Makassar,Asatu Media ,- Gelombang ketidakpuasan terjadi di Kabupaten Bone, Sulawesi Selatan. Kenaikan Pajak Bumi dan Bangunan Perkotaan dan Perdesaan (PBB-P2) yang mencapai angka fantastis, hingga 300 persen, memicu memicu demonstrasi dari masyarakat yang merasa terbebani. Fenomena ini langsung menarik perhatian Gubernur Sulawesi Selatan, Andi Sudirman, yang harus menyikapi situasi pelik ini dengan cermat dan bijaksana.
Menyikapi keluhan yang meluas, Gubernur Andi Sudirman tampil menjelaskan masalah di balik kebijakan yang kontroversial ini. Ia menegaskan, persoalan kenaikan PBB-P2 di Bone masih dalam tahap koordinasi intensif dengan Kementerian Dalam Negeri (Kemendagri). Lebih lanjut Gubernur menguraikan bahwa kebijakan ini tidak muncul dari ruang hampa, melainkan merupakan tindak lanjut dari temuan krusial Badan Pemeriksa Keuangan (BPK).
“Selama ini, ada anomali yang ditemukan BPK,” jelas Andi Sudirman, “yakni pajak hanya dikenakan pada objek tanah, sementara bangunan mewah yang berdiri kokoh di atasnya luput dari perhitungan objek pajak.” Temuan ini tentu saja menciptakan ketidakadilan, di mana potensi pendapatan asli daerah hilang dan prinsip pemerataan beban pajak tidak berjalan semestinya. Kenaikan PBB-P2, dalam konteks ini, dapat dipahami sebagai upaya untuk meluruskan distorsi tersebut dan memastikan setiap objek pajak yang dikenakan sesuai ketentuan, termasuk nilai bangunan yang selama ini terabaikan.

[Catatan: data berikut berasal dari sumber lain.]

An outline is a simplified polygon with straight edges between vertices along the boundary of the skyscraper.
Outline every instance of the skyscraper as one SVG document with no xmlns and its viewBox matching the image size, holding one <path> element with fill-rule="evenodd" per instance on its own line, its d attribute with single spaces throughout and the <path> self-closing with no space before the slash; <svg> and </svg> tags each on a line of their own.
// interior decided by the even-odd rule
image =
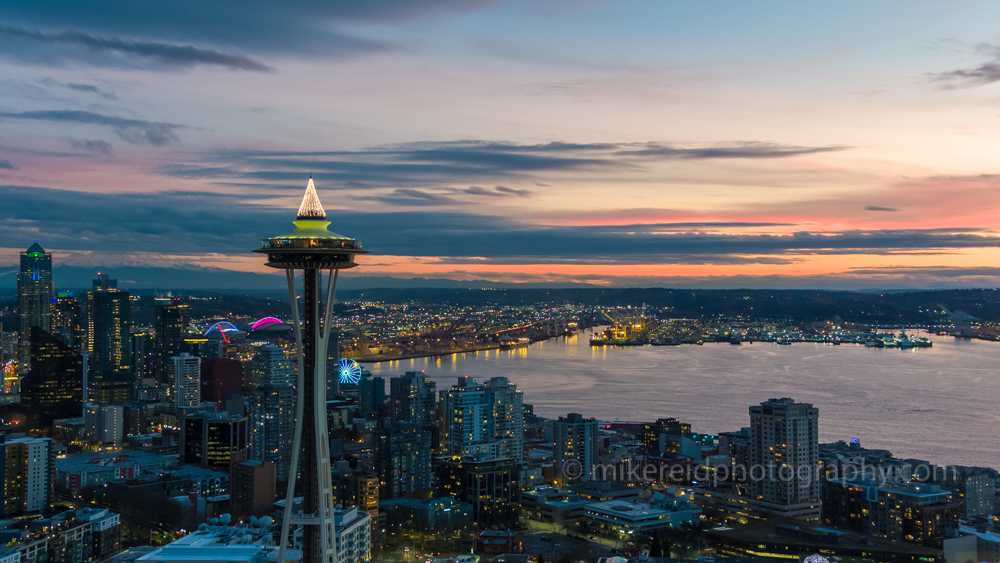
<svg viewBox="0 0 1000 563">
<path fill-rule="evenodd" d="M 524 394 L 506 377 L 493 377 L 486 383 L 489 402 L 489 433 L 500 443 L 499 457 L 516 462 L 524 459 Z"/>
<path fill-rule="evenodd" d="M 437 412 L 437 390 L 424 372 L 408 371 L 389 379 L 389 411 L 396 422 L 428 424 Z"/>
<path fill-rule="evenodd" d="M 552 465 L 571 481 L 590 480 L 597 465 L 597 419 L 571 412 L 553 423 Z"/>
<path fill-rule="evenodd" d="M 506 377 L 494 377 L 485 384 L 459 377 L 458 384 L 441 395 L 447 453 L 523 459 L 523 395 Z"/>
<path fill-rule="evenodd" d="M 750 493 L 757 504 L 776 516 L 818 521 L 819 409 L 769 399 L 750 407 L 750 435 L 750 470 L 758 472 Z"/>
<path fill-rule="evenodd" d="M 358 407 L 361 416 L 378 417 L 385 405 L 385 380 L 381 377 L 364 375 L 358 381 Z"/>
<path fill-rule="evenodd" d="M 153 331 L 156 333 L 153 338 L 156 360 L 153 375 L 157 383 L 167 381 L 170 358 L 181 352 L 190 352 L 184 344 L 189 324 L 191 324 L 191 310 L 187 305 L 156 306 L 156 318 L 153 322 Z"/>
<path fill-rule="evenodd" d="M 31 327 L 31 371 L 21 380 L 21 404 L 43 418 L 83 411 L 83 357 L 41 327 Z"/>
<path fill-rule="evenodd" d="M 36 240 L 21 253 L 21 269 L 17 273 L 17 313 L 20 317 L 18 354 L 23 363 L 30 361 L 31 327 L 49 332 L 49 304 L 52 300 L 52 254 L 45 252 Z"/>
<path fill-rule="evenodd" d="M 83 330 L 83 304 L 72 293 L 60 291 L 52 299 L 49 308 L 50 334 L 64 344 L 80 350 L 83 347 L 85 331 Z"/>
<path fill-rule="evenodd" d="M 264 385 L 250 393 L 250 458 L 273 462 L 279 483 L 288 482 L 295 437 L 295 389 Z"/>
<path fill-rule="evenodd" d="M 121 444 L 125 437 L 125 407 L 107 401 L 87 403 L 83 407 L 87 439 L 98 444 Z"/>
<path fill-rule="evenodd" d="M 275 466 L 270 462 L 243 461 L 229 471 L 229 498 L 233 518 L 249 521 L 251 516 L 267 516 L 274 510 Z"/>
<path fill-rule="evenodd" d="M 285 357 L 285 349 L 265 344 L 253 355 L 250 364 L 250 388 L 265 385 L 295 385 L 292 361 Z M 326 397 L 326 393 L 323 393 Z"/>
<path fill-rule="evenodd" d="M 287 235 L 261 241 L 255 252 L 267 255 L 267 265 L 285 270 L 295 326 L 298 364 L 295 445 L 290 474 L 301 470 L 302 505 L 293 514 L 295 480 L 290 479 L 279 540 L 278 563 L 285 563 L 291 526 L 302 526 L 302 561 L 336 563 L 335 508 L 330 484 L 329 437 L 326 426 L 329 339 L 333 325 L 333 298 L 340 270 L 353 268 L 354 257 L 365 253 L 355 239 L 330 232 L 326 211 L 319 202 L 312 177 L 302 205 Z M 302 322 L 295 297 L 295 270 L 303 270 Z M 320 308 L 322 270 L 329 270 L 326 299 Z M 299 463 L 301 462 L 301 466 Z"/>
<path fill-rule="evenodd" d="M 376 432 L 375 471 L 379 476 L 379 498 L 429 491 L 434 483 L 431 433 L 410 424 L 394 424 Z"/>
<path fill-rule="evenodd" d="M 3 444 L 4 515 L 48 510 L 52 501 L 52 438 L 18 438 Z"/>
<path fill-rule="evenodd" d="M 87 399 L 121 404 L 132 400 L 132 303 L 118 283 L 98 273 L 87 293 Z"/>
<path fill-rule="evenodd" d="M 179 445 L 182 463 L 228 472 L 233 459 L 246 459 L 247 417 L 227 412 L 185 413 Z"/>
<path fill-rule="evenodd" d="M 243 364 L 228 358 L 201 359 L 201 400 L 221 402 L 243 389 Z"/>
<path fill-rule="evenodd" d="M 201 403 L 201 358 L 187 352 L 170 358 L 167 400 L 175 408 L 194 407 Z"/>
</svg>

Namun demikian, Gubernur Andi Sudirman memahami betul keresahan yang muncul di tengah masyarakat. Ia menegaskan komitmen pemerintah provinsi untuk mengkaji ulang kebijakan tersebut sesuai arahan pemerintah pusat . Pernyataan ini menunjukkan dan kesediaan pemerintah untuk mendengarkan masukan, serta mencari titik keseimbangan antara kebutuhan penerimaan daerah dan kapasitas daya beli masyarakat. Proses pengkajian ulang ini diharapkan dapat menemukan formulasi yang lebih adil dan transparan, tanpa mengurangi esensi dari koreksi temuan BPK.

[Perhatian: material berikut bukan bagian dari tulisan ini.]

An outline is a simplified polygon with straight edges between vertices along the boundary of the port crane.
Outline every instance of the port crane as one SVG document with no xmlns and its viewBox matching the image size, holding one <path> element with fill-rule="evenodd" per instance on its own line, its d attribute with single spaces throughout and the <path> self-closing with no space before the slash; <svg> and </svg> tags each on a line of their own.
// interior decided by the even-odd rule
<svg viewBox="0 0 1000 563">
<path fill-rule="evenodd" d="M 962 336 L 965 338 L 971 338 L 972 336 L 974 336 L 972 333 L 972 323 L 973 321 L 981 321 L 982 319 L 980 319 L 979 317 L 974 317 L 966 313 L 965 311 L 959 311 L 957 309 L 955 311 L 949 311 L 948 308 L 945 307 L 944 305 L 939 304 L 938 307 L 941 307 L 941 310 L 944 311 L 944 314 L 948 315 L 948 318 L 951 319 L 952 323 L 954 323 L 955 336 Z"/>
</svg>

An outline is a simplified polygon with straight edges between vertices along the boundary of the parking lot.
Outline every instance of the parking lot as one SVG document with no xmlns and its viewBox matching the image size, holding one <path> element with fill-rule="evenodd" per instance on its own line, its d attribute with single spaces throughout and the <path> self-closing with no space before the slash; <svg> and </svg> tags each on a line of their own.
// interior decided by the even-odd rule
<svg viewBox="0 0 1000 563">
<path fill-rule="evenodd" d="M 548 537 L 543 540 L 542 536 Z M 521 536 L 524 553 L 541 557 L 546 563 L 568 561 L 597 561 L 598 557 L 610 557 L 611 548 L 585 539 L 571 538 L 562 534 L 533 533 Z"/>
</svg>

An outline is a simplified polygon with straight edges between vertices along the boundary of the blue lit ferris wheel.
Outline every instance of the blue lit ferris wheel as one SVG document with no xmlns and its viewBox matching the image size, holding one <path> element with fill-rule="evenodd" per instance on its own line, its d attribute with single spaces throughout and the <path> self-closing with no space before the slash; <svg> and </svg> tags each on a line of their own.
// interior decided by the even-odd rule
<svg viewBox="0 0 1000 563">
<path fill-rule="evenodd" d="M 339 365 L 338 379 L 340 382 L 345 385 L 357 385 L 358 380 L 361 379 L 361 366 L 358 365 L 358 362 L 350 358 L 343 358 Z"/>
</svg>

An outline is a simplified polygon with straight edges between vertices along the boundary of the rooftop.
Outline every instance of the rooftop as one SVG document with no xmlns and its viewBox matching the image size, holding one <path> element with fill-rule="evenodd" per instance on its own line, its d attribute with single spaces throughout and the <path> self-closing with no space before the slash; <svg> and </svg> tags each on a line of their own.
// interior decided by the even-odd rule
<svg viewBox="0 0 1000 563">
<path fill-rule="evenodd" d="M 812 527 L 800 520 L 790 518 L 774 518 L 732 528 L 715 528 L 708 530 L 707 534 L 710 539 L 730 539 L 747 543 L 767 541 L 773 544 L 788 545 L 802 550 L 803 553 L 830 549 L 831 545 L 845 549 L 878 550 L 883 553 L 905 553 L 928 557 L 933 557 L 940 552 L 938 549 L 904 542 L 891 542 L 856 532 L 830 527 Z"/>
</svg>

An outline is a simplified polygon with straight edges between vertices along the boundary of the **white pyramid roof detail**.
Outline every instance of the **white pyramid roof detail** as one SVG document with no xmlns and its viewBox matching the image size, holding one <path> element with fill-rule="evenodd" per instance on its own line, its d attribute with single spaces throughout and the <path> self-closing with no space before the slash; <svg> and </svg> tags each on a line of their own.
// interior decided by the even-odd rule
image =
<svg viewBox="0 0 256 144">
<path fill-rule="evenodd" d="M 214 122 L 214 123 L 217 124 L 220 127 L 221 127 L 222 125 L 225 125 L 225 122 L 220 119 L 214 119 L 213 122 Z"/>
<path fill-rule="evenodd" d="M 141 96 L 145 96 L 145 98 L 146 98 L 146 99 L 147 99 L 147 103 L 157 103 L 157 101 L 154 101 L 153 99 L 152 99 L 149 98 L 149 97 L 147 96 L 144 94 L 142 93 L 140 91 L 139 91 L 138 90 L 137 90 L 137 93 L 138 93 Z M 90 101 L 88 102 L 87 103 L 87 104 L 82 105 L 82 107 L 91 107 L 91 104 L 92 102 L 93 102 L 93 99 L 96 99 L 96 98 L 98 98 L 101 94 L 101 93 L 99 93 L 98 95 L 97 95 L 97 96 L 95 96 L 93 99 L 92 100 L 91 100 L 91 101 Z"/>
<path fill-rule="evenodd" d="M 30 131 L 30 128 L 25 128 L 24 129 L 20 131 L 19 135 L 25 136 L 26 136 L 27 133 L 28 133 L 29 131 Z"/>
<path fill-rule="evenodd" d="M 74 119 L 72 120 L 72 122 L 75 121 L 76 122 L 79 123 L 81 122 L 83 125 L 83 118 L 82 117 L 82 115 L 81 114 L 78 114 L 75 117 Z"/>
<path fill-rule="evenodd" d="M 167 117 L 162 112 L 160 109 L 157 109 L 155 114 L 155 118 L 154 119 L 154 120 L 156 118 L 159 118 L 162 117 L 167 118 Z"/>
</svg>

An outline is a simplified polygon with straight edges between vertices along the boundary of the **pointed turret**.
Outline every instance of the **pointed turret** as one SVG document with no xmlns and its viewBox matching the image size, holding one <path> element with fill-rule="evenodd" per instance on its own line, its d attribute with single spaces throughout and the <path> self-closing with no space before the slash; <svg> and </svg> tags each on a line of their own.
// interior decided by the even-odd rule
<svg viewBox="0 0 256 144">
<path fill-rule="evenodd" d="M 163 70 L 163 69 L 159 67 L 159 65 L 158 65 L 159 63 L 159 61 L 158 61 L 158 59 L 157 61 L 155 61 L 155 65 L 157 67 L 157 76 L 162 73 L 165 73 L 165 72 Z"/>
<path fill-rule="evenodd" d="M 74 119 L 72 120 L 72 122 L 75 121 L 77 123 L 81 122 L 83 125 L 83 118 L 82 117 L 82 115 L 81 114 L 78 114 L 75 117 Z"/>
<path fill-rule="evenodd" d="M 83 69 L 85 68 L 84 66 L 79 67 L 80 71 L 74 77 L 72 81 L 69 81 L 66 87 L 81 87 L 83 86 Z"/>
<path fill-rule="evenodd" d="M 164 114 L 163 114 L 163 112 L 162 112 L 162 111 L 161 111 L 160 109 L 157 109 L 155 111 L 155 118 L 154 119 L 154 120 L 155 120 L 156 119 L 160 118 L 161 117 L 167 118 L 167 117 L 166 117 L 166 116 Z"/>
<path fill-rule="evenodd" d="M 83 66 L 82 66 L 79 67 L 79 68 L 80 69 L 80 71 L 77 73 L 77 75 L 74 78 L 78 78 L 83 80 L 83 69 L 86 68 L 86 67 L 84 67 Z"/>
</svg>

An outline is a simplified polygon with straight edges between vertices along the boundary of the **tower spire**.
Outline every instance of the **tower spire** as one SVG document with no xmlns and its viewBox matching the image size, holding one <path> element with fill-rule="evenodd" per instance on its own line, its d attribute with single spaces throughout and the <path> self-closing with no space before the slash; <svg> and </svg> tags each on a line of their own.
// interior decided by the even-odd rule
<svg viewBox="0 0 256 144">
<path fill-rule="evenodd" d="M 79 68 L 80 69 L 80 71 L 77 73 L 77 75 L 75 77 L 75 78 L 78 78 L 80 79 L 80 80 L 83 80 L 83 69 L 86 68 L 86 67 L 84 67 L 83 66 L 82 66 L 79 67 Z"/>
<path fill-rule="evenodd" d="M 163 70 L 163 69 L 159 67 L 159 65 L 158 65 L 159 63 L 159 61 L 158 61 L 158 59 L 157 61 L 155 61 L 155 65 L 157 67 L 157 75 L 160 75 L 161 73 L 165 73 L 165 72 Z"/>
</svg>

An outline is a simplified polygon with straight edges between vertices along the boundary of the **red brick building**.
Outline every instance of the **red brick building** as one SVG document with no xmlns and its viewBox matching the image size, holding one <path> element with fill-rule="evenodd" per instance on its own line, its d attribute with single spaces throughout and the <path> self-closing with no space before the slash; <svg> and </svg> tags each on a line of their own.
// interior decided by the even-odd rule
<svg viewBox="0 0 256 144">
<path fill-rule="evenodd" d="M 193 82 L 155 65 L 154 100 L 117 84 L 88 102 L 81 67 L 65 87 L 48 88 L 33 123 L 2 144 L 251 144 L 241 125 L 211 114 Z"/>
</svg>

Terkait aksi protes yang marak, Andi Sudirman menanggapinya dengan bijak. Ia menilai bahwa pemaksaan masyarakat adalah hal yang wajar dalam dinamika demokrasi. Baginya, aksi protes bukan semata-mata bentuk penolakan, melainkan sebuah mekanisme check and balance sekaligus umpan balik yang berharga. “Ini justru dapat menjadi bahan evaluasi penting bagi pemerintah untuk meninjau kembali kebijakan yang telah diterapkan,” ujarnya. Pandangan ini mencerminkan kematangan dalam berdemokrasi, di mana suara rakyat—bahkan dalam bentuk protes—dianggap sebagai bagian integral dari proses pengambilan kebijakan.

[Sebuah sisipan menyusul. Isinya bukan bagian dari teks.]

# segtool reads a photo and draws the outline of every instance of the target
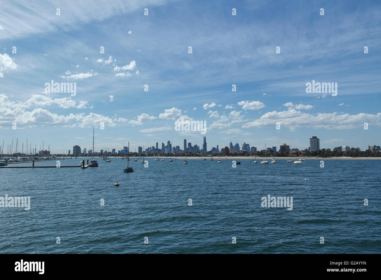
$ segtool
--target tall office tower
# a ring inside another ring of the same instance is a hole
[[[204,153],[207,152],[207,137],[206,136],[204,136],[204,141],[202,144],[202,150]]]
[[[237,142],[237,144],[234,145],[234,150],[235,151],[239,151],[239,144],[238,144],[238,142]]]
[[[316,136],[310,138],[310,150],[318,151],[320,149],[320,139]]]
[[[283,145],[281,145],[280,147],[279,148],[279,152],[290,152],[290,146],[288,145],[286,145],[285,143],[283,143]]]
[[[73,154],[75,156],[81,153],[81,147],[78,145],[73,146]]]

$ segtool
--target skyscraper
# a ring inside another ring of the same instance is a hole
[[[316,136],[310,138],[310,150],[318,151],[320,149],[320,139]]]
[[[208,150],[207,150],[207,138],[205,136],[204,136],[204,142],[202,144],[202,150],[204,153],[207,152]]]
[[[81,147],[78,145],[73,146],[73,155],[76,156],[81,153]]]

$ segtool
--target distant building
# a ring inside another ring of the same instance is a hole
[[[221,149],[221,154],[223,156],[226,156],[229,155],[230,151],[227,147],[225,147]]]
[[[50,157],[50,151],[46,150],[44,151],[40,151],[38,152],[38,155],[40,157]]]
[[[81,153],[81,147],[78,145],[73,146],[73,155],[76,156]]]
[[[310,138],[310,146],[309,150],[318,151],[320,149],[320,139],[316,136],[312,136]]]
[[[287,145],[285,143],[283,143],[283,145],[280,145],[280,147],[279,148],[279,152],[289,152],[290,146]]]

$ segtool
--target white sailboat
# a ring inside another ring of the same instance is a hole
[[[267,150],[267,149],[266,148],[266,144],[264,144],[264,156],[266,158],[266,159],[264,160],[263,160],[261,162],[261,163],[262,164],[270,164],[270,162],[267,160],[267,156],[266,154],[266,151]]]

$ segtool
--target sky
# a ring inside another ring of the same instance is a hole
[[[379,1],[29,2],[0,1],[5,150],[381,145]]]

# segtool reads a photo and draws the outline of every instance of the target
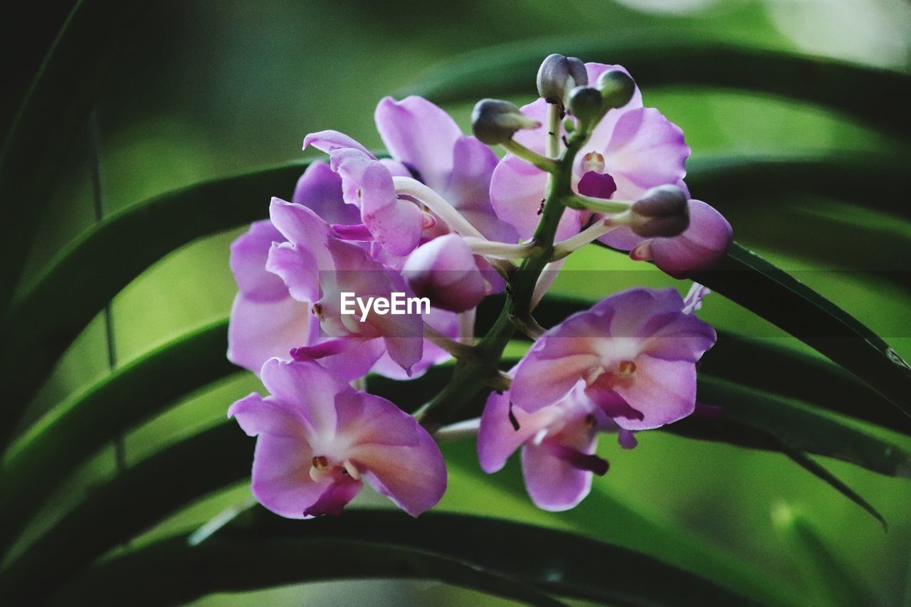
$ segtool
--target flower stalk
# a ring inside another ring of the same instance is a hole
[[[552,106],[548,118],[548,152],[555,148],[558,152],[558,133],[562,118],[560,108]],[[458,367],[449,384],[415,414],[429,432],[433,433],[456,417],[485,386],[498,376],[503,351],[517,330],[515,319],[531,317],[537,278],[554,255],[557,226],[566,209],[564,201],[574,193],[573,162],[588,139],[589,132],[586,129],[576,130],[567,139],[563,153],[555,160],[557,168],[550,173],[541,217],[531,240],[535,250],[510,275],[507,301],[490,331],[475,346],[476,355]]]

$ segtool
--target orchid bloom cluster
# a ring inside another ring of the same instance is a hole
[[[435,438],[493,389],[480,418],[459,425],[476,430],[481,468],[521,448],[532,500],[566,509],[608,469],[599,433],[631,448],[634,433],[693,412],[695,365],[715,341],[694,315],[700,285],[685,299],[616,293],[548,331],[534,307],[588,243],[684,278],[724,255],[731,226],[690,199],[681,130],[643,107],[623,67],[552,55],[537,89],[523,108],[480,101],[474,136],[426,99],[384,98],[388,158],[337,131],[307,135],[304,149],[328,162],[232,244],[228,357],[269,395],[229,417],[257,437],[252,491],[266,508],[339,514],[366,481],[420,514],[446,487]],[[501,293],[499,317],[476,337],[477,305]],[[504,373],[517,333],[535,344]],[[361,389],[368,374],[416,377],[452,357],[450,382],[414,416]]]

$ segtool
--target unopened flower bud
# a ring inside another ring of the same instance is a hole
[[[570,78],[572,82],[569,82]],[[562,104],[567,91],[589,84],[585,64],[576,57],[558,53],[548,55],[537,68],[537,93],[548,103]]]
[[[689,209],[682,190],[671,185],[658,186],[633,203],[630,227],[646,238],[676,236],[690,225]]]
[[[594,125],[604,115],[601,94],[593,87],[576,87],[569,91],[568,109],[582,124]]]
[[[595,87],[601,91],[607,108],[622,108],[636,92],[636,83],[626,72],[611,69],[598,77]]]
[[[451,312],[471,310],[490,294],[492,286],[485,273],[462,237],[453,233],[415,249],[402,267],[415,294]]]
[[[522,113],[514,103],[501,99],[481,99],[471,112],[471,130],[489,145],[505,143],[521,129],[537,129],[541,123]]]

Kisah kenaikan PBB-P2 di Bone ini bukan hanya tentang angka dan peraturan, melainkan cerminan dari kompleksitas tata kelola pemerintahan di era modern. Di satu sisi, ada tuntutan untuk memastikan keadilan pajak dan optimalisasi pendapatan daerah sesuai temuan lembaga audit. Di sisi lain, ada kekuatiran dan aspirasi masyarakat yang harus didengar dan dipertimbangkan. Tantangan bagi Gubernur Andi Sudirman kini adalah menemukan titik temu yang adil, transparan, dan berkelanjutan, memastikan bahwa semangat koreksi temuan BPK tidak justru membebani rakyat secara berlebihan, dan pada akhirnya, memperkuat kepercayaan publik terhadap pemerintah.